Each poster is assigned 2-3 judges and the winner of the capstone experience is announced at the awards ceremony in May.
The event is unique in that regulatory/business-centric poster titles like “Comparing the Pharmaceutical Drug Application Approval Processes Around the World” can be found alongside technical science titles such as, “Glutamate-stimulated Release of Norepinephrine in Rat Hippocampus.”
Current student Rohan Ranadive noted the diversity of poster topics, stating, “[This is] an amalgamation of experiences spanning across the life sciences.”
Gradating student Naitry Shah completed her internship at EAS Consulting Group, LLC, and explained the findings of her poster entitled, “Uncovering the truth about what you eat: The Impact of the Modernized Nutrition Facts Label.” Besides learning shocking facts about modern food labeling (such as until recently, companies were allowed to omit ‘Added Sugar’ on the Nutritional Facts label), Ms. Shah appreciated the chance to enhance her marketing and business development skills throughout her internship.
Her mentor, Edward A. Steele of EAS Consulting Group, LLC, remarked, “Anything we needed done, she did with lightning speed.”
Occasionally full-time employment offers are borne out of these internship experiences. Luis Romero, who gained invaluable practice with cutting-edge 3D cell culture technology at Trevigen (Gaithersburg, MD), was recently hired by ATCC (American Type Culture Collection, Gaithersburg, MD) specifically for his knowledge and competency with 3D cell culture. Mr. Romero remarked, “it just goes to show, you never know where an internship may lead.”
Another graduating student Thomas Toshkoff, had “no idea” about the breadth and career opportunities in forensics until completing his internship at the Public Health Lab in the Department of Forensic Science, and described it as “discovering a whole other side of biology.”

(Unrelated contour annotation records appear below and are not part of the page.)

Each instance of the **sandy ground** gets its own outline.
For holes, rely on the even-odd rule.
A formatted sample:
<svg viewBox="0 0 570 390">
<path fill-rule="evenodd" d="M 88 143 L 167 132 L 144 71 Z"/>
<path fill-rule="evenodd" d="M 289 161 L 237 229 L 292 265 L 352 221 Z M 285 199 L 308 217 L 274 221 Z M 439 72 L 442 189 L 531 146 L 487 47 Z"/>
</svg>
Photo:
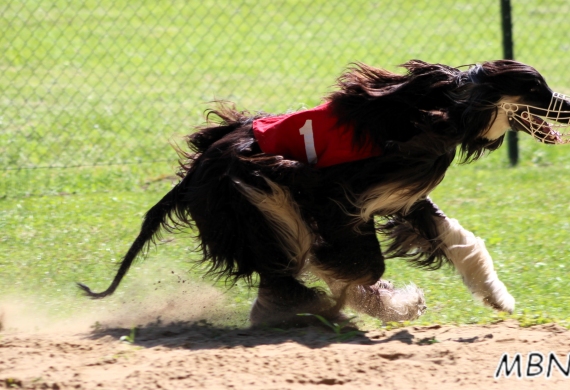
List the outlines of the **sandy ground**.
<svg viewBox="0 0 570 390">
<path fill-rule="evenodd" d="M 567 389 L 570 332 L 558 325 L 406 327 L 341 342 L 319 326 L 229 329 L 206 322 L 64 334 L 0 333 L 0 388 L 27 389 Z M 123 337 L 124 339 L 124 337 Z M 529 353 L 542 365 L 528 369 Z M 550 352 L 553 364 L 547 378 Z M 509 365 L 521 354 L 523 378 Z M 542 367 L 542 371 L 540 369 Z"/>
</svg>

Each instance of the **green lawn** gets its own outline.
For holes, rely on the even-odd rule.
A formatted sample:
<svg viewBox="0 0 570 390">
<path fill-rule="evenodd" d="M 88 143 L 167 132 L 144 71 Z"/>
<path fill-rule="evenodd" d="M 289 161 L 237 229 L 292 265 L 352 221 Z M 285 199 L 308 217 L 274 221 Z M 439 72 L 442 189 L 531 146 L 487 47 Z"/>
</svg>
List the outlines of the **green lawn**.
<svg viewBox="0 0 570 390">
<path fill-rule="evenodd" d="M 477 163 L 454 166 L 433 199 L 449 216 L 485 239 L 500 278 L 517 300 L 516 318 L 529 323 L 552 319 L 566 325 L 570 320 L 566 304 L 570 253 L 565 245 L 570 221 L 568 147 L 548 147 L 525 138 L 523 163 L 515 169 L 507 166 L 504 152 L 501 149 Z M 192 267 L 196 242 L 180 234 L 151 250 L 109 302 L 89 301 L 74 286 L 82 281 L 97 290 L 106 288 L 117 261 L 137 234 L 143 213 L 169 186 L 163 180 L 128 191 L 2 200 L 0 296 L 25 296 L 52 314 L 69 315 L 129 299 L 155 300 L 156 294 L 179 293 L 179 276 L 214 284 Z M 421 271 L 392 260 L 386 278 L 397 285 L 414 282 L 425 289 L 429 310 L 421 322 L 473 323 L 497 318 L 492 310 L 473 303 L 450 270 Z M 154 291 L 157 286 L 159 291 Z M 223 318 L 244 325 L 253 297 L 254 292 L 241 284 L 229 290 L 220 304 L 233 314 L 231 319 Z M 179 304 L 191 307 L 195 302 L 195 297 L 188 296 Z"/>
<path fill-rule="evenodd" d="M 555 43 L 551 25 L 568 5 L 513 7 L 517 58 L 567 92 L 570 57 L 561 55 L 567 47 Z M 557 23 L 558 37 L 569 33 L 570 24 Z M 207 102 L 282 112 L 316 105 L 352 61 L 395 70 L 410 58 L 461 65 L 501 57 L 491 0 L 437 7 L 411 0 L 25 0 L 0 5 L 0 49 L 0 300 L 26 297 L 54 316 L 166 299 L 185 291 L 179 277 L 214 283 L 189 271 L 196 243 L 178 235 L 152 250 L 106 302 L 88 301 L 74 286 L 107 286 L 143 213 L 171 186 L 169 141 L 202 121 Z M 454 166 L 433 193 L 449 216 L 486 240 L 517 299 L 515 317 L 528 323 L 570 319 L 568 152 L 524 139 L 520 167 L 509 168 L 500 150 Z M 497 318 L 472 304 L 450 270 L 391 261 L 386 277 L 425 289 L 429 310 L 421 321 Z M 180 305 L 196 304 L 193 294 L 182 294 Z M 235 286 L 220 299 L 230 318 L 215 317 L 244 325 L 253 297 Z"/>
</svg>

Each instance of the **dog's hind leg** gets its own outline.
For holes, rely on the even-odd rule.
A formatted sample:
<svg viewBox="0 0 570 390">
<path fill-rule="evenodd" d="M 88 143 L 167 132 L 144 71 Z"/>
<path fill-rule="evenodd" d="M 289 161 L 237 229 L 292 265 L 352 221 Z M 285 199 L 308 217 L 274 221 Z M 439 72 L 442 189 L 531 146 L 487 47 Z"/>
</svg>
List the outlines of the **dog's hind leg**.
<svg viewBox="0 0 570 390">
<path fill-rule="evenodd" d="M 499 280 L 483 240 L 455 219 L 440 218 L 437 224 L 443 250 L 469 291 L 487 306 L 512 313 L 515 299 Z"/>
<path fill-rule="evenodd" d="M 318 314 L 329 320 L 340 316 L 340 305 L 324 291 L 308 288 L 297 279 L 310 254 L 314 235 L 303 220 L 289 190 L 264 178 L 267 188 L 234 179 L 235 187 L 262 218 L 257 220 L 256 240 L 244 248 L 257 259 L 259 293 L 250 313 L 251 324 L 295 325 L 311 321 L 297 314 Z M 249 213 L 252 214 L 251 212 Z"/>
<path fill-rule="evenodd" d="M 325 280 L 339 302 L 384 322 L 414 320 L 425 311 L 420 289 L 394 289 L 380 279 L 384 257 L 373 221 L 355 230 L 322 220 L 319 232 L 324 242 L 315 250 L 311 271 Z"/>
<path fill-rule="evenodd" d="M 342 318 L 340 305 L 324 291 L 309 288 L 293 276 L 260 275 L 259 292 L 250 312 L 250 322 L 258 325 L 299 325 L 318 314 L 328 320 Z"/>
</svg>

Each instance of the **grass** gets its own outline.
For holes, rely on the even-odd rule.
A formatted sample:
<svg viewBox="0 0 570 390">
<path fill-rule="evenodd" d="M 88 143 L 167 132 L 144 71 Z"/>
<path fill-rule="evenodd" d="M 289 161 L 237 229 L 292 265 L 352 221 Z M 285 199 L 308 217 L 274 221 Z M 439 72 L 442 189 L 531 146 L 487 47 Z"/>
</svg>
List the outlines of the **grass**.
<svg viewBox="0 0 570 390">
<path fill-rule="evenodd" d="M 517 300 L 512 318 L 524 325 L 546 321 L 568 325 L 570 154 L 567 147 L 548 147 L 528 138 L 521 144 L 520 167 L 509 168 L 505 151 L 500 150 L 474 164 L 454 166 L 432 197 L 448 216 L 485 239 L 501 280 Z M 0 296 L 27 297 L 56 316 L 103 307 L 101 301 L 79 296 L 75 282 L 96 290 L 107 286 L 137 234 L 143 213 L 170 185 L 159 180 L 129 191 L 1 200 Z M 172 241 L 160 244 L 135 265 L 109 299 L 110 306 L 168 296 L 180 288 L 179 278 L 216 284 L 192 266 L 196 242 L 187 234 L 168 238 Z M 391 260 L 385 278 L 396 285 L 413 281 L 425 290 L 428 310 L 416 323 L 489 323 L 507 318 L 474 303 L 448 269 L 421 271 Z M 161 290 L 153 291 L 158 283 Z M 227 290 L 220 305 L 232 314 L 220 320 L 245 325 L 254 296 L 244 284 Z M 188 297 L 180 304 L 192 306 L 196 299 Z M 370 319 L 364 323 L 380 326 Z"/>
<path fill-rule="evenodd" d="M 177 235 L 135 265 L 110 303 L 88 301 L 75 287 L 107 286 L 143 213 L 171 186 L 169 140 L 200 123 L 205 102 L 282 112 L 317 104 L 352 61 L 395 70 L 410 58 L 460 65 L 501 57 L 498 4 L 490 0 L 168 3 L 0 5 L 0 299 L 25 298 L 65 317 L 168 296 L 179 278 L 220 286 L 191 265 L 197 243 Z M 570 57 L 556 54 L 567 49 L 556 42 L 570 24 L 556 20 L 568 6 L 513 7 L 517 58 L 565 92 Z M 515 318 L 568 324 L 568 148 L 523 139 L 521 153 L 516 169 L 504 150 L 454 166 L 433 198 L 486 240 L 517 299 Z M 420 323 L 504 318 L 472 304 L 450 270 L 394 260 L 385 277 L 425 289 Z M 220 300 L 231 315 L 219 320 L 246 324 L 254 296 L 234 286 Z"/>
</svg>

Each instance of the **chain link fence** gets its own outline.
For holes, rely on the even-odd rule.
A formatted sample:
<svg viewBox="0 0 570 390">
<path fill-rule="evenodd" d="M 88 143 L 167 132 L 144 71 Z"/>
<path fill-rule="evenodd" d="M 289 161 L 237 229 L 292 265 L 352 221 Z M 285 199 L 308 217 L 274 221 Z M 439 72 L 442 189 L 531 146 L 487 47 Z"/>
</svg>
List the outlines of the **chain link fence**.
<svg viewBox="0 0 570 390">
<path fill-rule="evenodd" d="M 515 58 L 568 91 L 570 3 L 512 8 Z M 283 112 L 318 104 L 350 62 L 502 58 L 500 1 L 7 0 L 0 49 L 0 191 L 41 193 L 82 167 L 170 169 L 169 142 L 213 100 Z"/>
</svg>

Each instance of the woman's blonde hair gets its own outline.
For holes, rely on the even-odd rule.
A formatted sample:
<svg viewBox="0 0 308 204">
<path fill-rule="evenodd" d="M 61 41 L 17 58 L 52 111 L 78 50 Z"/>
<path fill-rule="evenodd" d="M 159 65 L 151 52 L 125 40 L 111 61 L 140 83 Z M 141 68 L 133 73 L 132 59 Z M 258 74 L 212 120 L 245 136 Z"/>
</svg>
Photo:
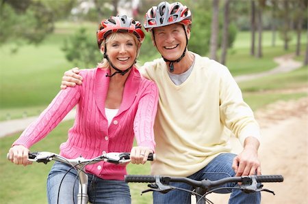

This was also the first semester in which biotech students completed internships in Georgetown’s Department of Pharmacology. A mentor of one these students, Gerard Ahern, described his intern (Fan Zhou) as, “diligent, motivated, and engaged.”
MS Biotech students tend to have multiple professional opportunities after completion of their internships and graduation from the biotech program. Marc Teitelbaum recently completed his internship with FOCUS Investment Banking (Washington, D.C.), and has three upcoming interviews with consulting firms in New York City. At FOCUS, Marc was involved with $5-300 million merger and acquisition deals, contacted potential buyers directly, and gained a solid understanding of the investment trends within the life science industry.
Biotechnology Assistant Professor Ken Wasserman summarized what he perceived to be the greatest value of the internships and poster presentations: “This is the capstone of the program. You get three letters of recommendation out of it: one from our program director, one from a program professor in a class that you did well, and one from your internship mentor. The letter outside of the department is important because they are under no obligation to give you a great recommendation. They will give you a stellar letter because they love you. Put the time in and get the job done.”